Augmented Visibility in Architectural Space: Influencing Movement Patterns

Varoudis, Tasos (2014). Augmented Visibility in Architectural Space: Influencing Movement Patterns. PhD thesis The Open University.



The rapid development of computing associated with our modern era has resulted in exciting and innovative incorporation of digital technology in architectural design. However, this presents challenges for established theories of spatial analysis, such as space syntax, developed by Hillier and Hanson.

The research presented in this thesis identifies and addresses a lack of knowledge concerning the impact of digitally manipulating physical architectural environments by introducing perceived visual depth into them. The research contributes to the development of space syntax theory by showing that the introduction of perceived visual depth in architectural space impacts on people’s behaviour, and that space syntax theory needs to be adjusted to account for this phenomenon.
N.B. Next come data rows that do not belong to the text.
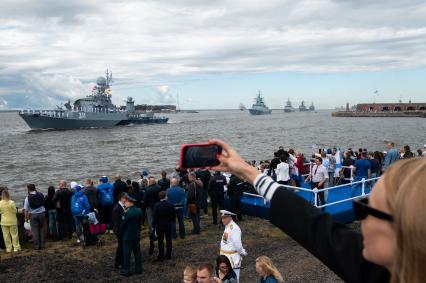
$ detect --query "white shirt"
[275,162,290,181]
[311,164,328,183]
[24,192,46,214]
[220,221,247,268]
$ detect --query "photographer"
[209,140,426,282]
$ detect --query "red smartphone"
[180,144,222,168]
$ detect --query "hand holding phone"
[180,144,222,168]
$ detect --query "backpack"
[71,195,84,215]
[101,186,114,205]
[28,192,45,209]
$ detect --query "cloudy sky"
[0,0,426,109]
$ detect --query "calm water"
[0,111,426,204]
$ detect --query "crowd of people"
[0,143,426,282]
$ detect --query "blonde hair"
[183,264,197,282]
[256,255,284,283]
[383,158,426,283]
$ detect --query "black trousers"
[99,205,114,230]
[229,199,243,221]
[311,182,325,205]
[114,235,123,268]
[212,197,224,225]
[56,209,74,240]
[157,230,172,259]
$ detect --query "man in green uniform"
[120,195,142,276]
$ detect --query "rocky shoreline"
[0,216,342,283]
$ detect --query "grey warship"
[249,91,272,115]
[19,70,168,130]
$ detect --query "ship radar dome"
[96,77,106,86]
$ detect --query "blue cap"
[126,195,136,202]
[99,176,108,183]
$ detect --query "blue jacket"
[383,148,400,170]
[98,183,114,205]
[166,186,186,209]
[71,191,91,216]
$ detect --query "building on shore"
[131,104,176,113]
[356,102,426,112]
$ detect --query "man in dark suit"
[153,191,176,261]
[112,193,127,269]
[120,195,142,276]
[209,171,226,225]
[143,176,161,255]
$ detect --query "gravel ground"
[0,217,342,283]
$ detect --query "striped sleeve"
[254,174,280,201]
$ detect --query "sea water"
[0,110,426,201]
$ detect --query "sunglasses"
[353,196,393,222]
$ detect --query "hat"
[126,195,136,202]
[99,176,108,183]
[219,209,235,217]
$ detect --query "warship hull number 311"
[19,71,168,130]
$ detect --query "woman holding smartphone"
[210,140,426,283]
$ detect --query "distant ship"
[249,91,272,115]
[19,70,168,130]
[299,100,308,112]
[284,98,296,113]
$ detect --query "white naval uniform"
[220,221,247,281]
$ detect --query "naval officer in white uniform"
[220,210,247,281]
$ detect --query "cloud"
[154,85,176,104]
[0,97,8,109]
[0,0,426,108]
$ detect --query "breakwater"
[331,111,426,118]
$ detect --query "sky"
[0,0,426,109]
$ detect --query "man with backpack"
[53,180,74,240]
[71,185,90,243]
[24,184,46,250]
[98,176,114,233]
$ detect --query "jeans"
[47,209,59,238]
[183,192,189,217]
[56,209,74,239]
[120,240,142,275]
[146,207,154,235]
[172,208,185,239]
[189,205,200,234]
[157,229,172,259]
[1,225,21,253]
[74,215,86,241]
[99,205,114,230]
[30,212,46,249]
[201,188,208,214]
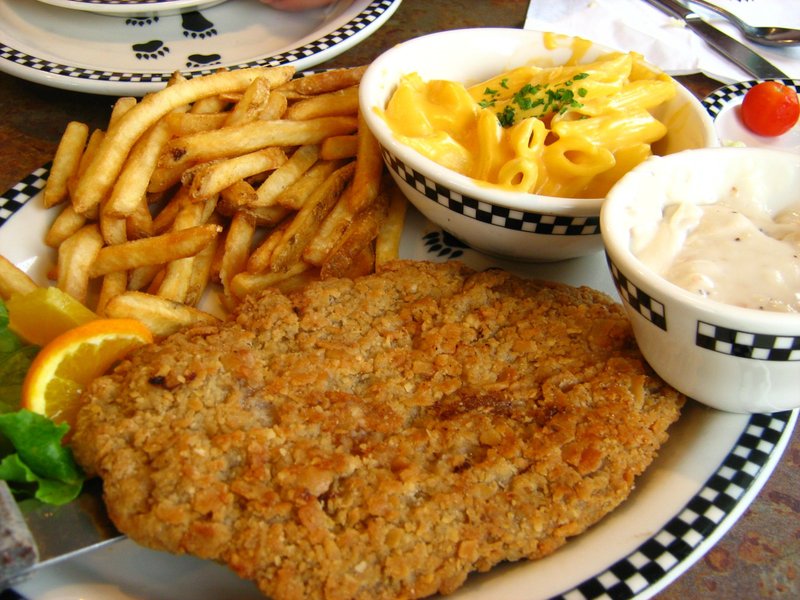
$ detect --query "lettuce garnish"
[0,301,84,504]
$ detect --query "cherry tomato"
[740,81,800,137]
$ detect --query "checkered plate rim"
[381,148,600,236]
[551,410,800,600]
[606,254,667,331]
[0,163,800,600]
[701,79,800,118]
[0,0,401,84]
[606,254,800,362]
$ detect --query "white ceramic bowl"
[600,148,800,413]
[360,28,719,261]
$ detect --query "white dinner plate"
[0,0,401,96]
[703,79,800,154]
[32,0,226,17]
[0,89,800,600]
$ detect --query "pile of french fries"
[0,67,406,337]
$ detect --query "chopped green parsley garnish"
[478,73,589,127]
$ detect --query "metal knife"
[0,479,124,596]
[646,0,789,79]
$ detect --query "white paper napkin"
[525,0,800,83]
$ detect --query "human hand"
[261,0,334,12]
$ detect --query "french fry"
[108,96,138,127]
[285,85,358,120]
[258,90,289,121]
[274,160,344,210]
[233,206,292,227]
[251,144,319,206]
[319,135,358,160]
[103,120,177,217]
[270,163,355,271]
[72,66,294,214]
[0,256,39,300]
[99,212,128,245]
[44,204,86,248]
[125,198,155,240]
[163,111,228,137]
[303,188,353,266]
[56,223,103,304]
[159,117,357,170]
[230,261,316,299]
[128,264,160,291]
[219,211,256,296]
[106,291,219,338]
[95,271,128,316]
[184,147,287,199]
[320,190,387,279]
[189,94,231,115]
[245,219,291,273]
[375,185,408,270]
[218,180,258,214]
[87,225,222,277]
[277,66,367,98]
[348,112,383,213]
[67,129,106,197]
[9,67,406,337]
[184,229,219,306]
[156,199,216,302]
[42,121,89,208]
[147,158,188,194]
[224,77,270,127]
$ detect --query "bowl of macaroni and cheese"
[600,148,800,412]
[360,28,718,261]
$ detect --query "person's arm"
[261,0,333,12]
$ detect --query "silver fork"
[684,0,800,46]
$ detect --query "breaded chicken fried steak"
[73,261,683,600]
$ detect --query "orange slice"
[22,319,153,426]
[6,287,97,346]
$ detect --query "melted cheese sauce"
[631,189,800,313]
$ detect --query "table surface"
[0,0,800,600]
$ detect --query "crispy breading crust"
[73,261,683,600]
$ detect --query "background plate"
[0,168,798,600]
[0,0,401,96]
[703,79,800,153]
[32,0,226,17]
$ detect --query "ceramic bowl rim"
[359,27,713,216]
[600,147,800,328]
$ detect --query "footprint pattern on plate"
[125,10,217,63]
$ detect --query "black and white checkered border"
[72,0,175,5]
[0,0,401,83]
[606,254,667,331]
[695,321,800,362]
[382,148,600,235]
[552,411,798,600]
[0,163,50,226]
[702,79,800,118]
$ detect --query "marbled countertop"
[0,0,800,600]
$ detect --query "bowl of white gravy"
[600,148,800,412]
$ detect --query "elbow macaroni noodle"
[383,40,676,198]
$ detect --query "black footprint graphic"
[186,54,222,69]
[125,16,158,27]
[423,230,469,259]
[181,10,217,39]
[132,40,169,60]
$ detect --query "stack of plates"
[0,0,401,96]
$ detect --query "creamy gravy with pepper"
[631,189,800,313]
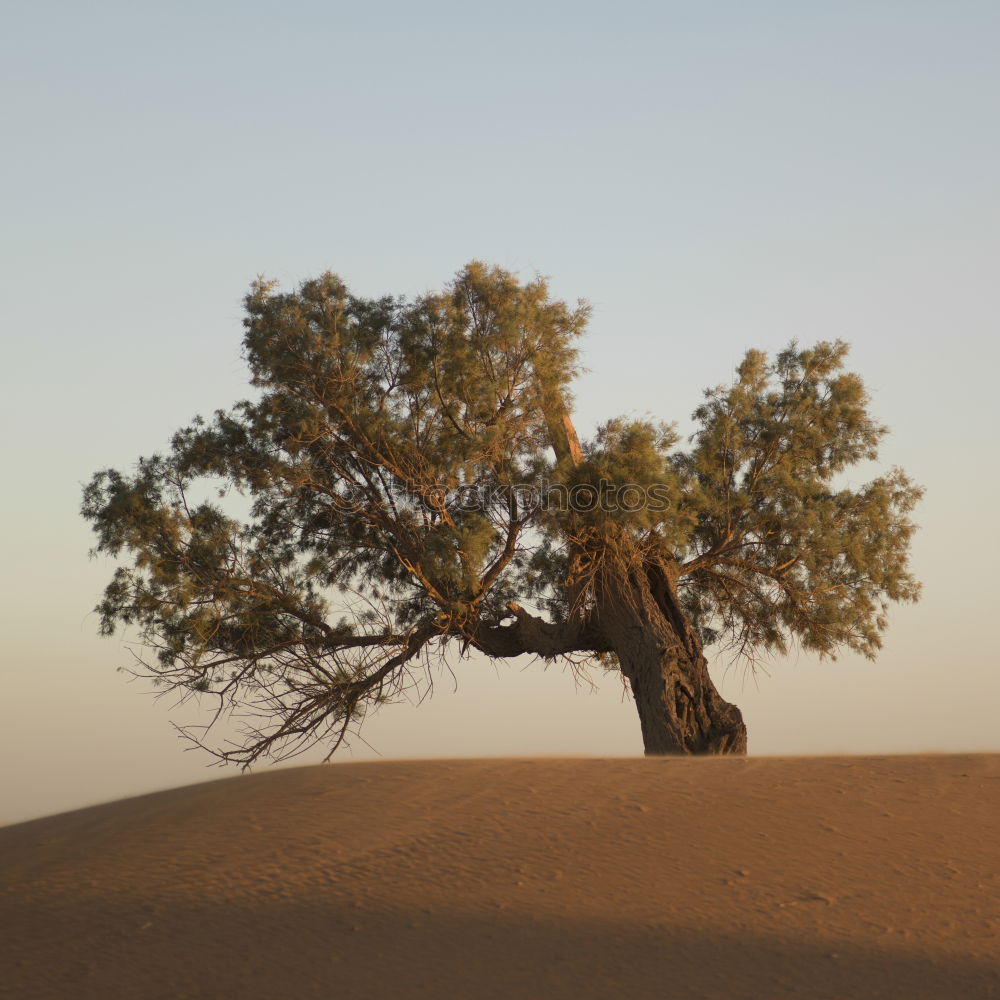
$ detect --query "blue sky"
[0,0,1000,821]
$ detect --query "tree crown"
[83,263,920,764]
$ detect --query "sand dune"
[0,755,1000,1000]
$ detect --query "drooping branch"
[471,602,612,659]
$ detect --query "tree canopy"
[83,263,921,765]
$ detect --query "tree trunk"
[545,397,747,756]
[599,563,747,756]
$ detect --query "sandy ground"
[0,755,1000,1000]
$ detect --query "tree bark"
[598,563,747,756]
[545,398,747,756]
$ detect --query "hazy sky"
[0,0,1000,822]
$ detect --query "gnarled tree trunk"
[598,563,747,756]
[546,399,747,756]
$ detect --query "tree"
[83,263,921,766]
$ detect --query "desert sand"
[0,754,1000,1000]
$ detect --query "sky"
[0,0,1000,823]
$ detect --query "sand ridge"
[0,754,1000,1000]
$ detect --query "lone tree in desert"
[83,263,921,766]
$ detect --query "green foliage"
[675,341,923,657]
[83,263,920,764]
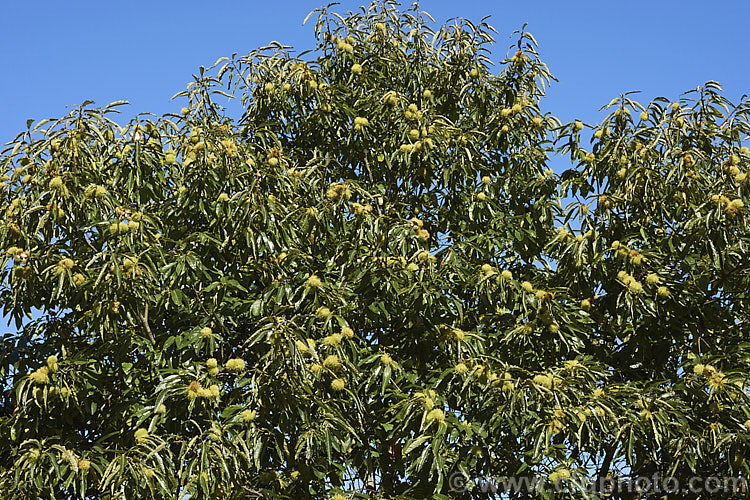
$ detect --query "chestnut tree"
[0,1,750,499]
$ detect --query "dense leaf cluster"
[0,2,750,499]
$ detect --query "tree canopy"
[0,2,750,499]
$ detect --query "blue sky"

The overarching hypothesis of the experiments detailed by the thesis was that ambient displays can be introduced into physical architectural settings to augment the perceived visual depth of a space by virtually linking and extending physical space towards another real or virtual space. This augments the topological and visual relations of a space which influences how people use and move within such settings.

To investigate the hypothesis a series of experiments was designed and conducted. A pilot study showed that manipulating the perceived depth of a wall through digital projection had a significant effect on people’s use of the space.

The first of the main experiments showed that the position of an ambient display, acting as a virtual window through the wall upon which it was placed, had the capacity to influence people’s behaviour in space. This was established by designing a T-shaped corridor which participants entered from the bottom and were therefore required to make a left or right-hand turn decision to access a target area beyond the corridor. Whilst the environment was held constant the display was placed in one of three conditions, central, left, or right. The analysis showed that people’s turn-based decisions were affected by the position of the display.

The second experiment used the same architectural setting but held the position of the ambient display constant in the central position whilst altering what it displayed in three conditions. The display either acted as a realistic virtual window, showing what would be seen if the display was a real window or it skewed the perspective of the image by manipulating the vanishing point towards the left or right. The turn-based decisions of participants entering the corridor were recorded and the results showed that they were significantly influenced by the manipulation.

The experimental data showed that digital displays can act as virtual windows which alter spatial relations in a simple architectural space. This knowledge, combined with an awareness that current methods of spatial analysis cannot account for the impact of introducing digital depth into architectural space, show that theories must be adapted to ensure their ability to model behaviour in hybrid architectural environments which incorporate digital technology.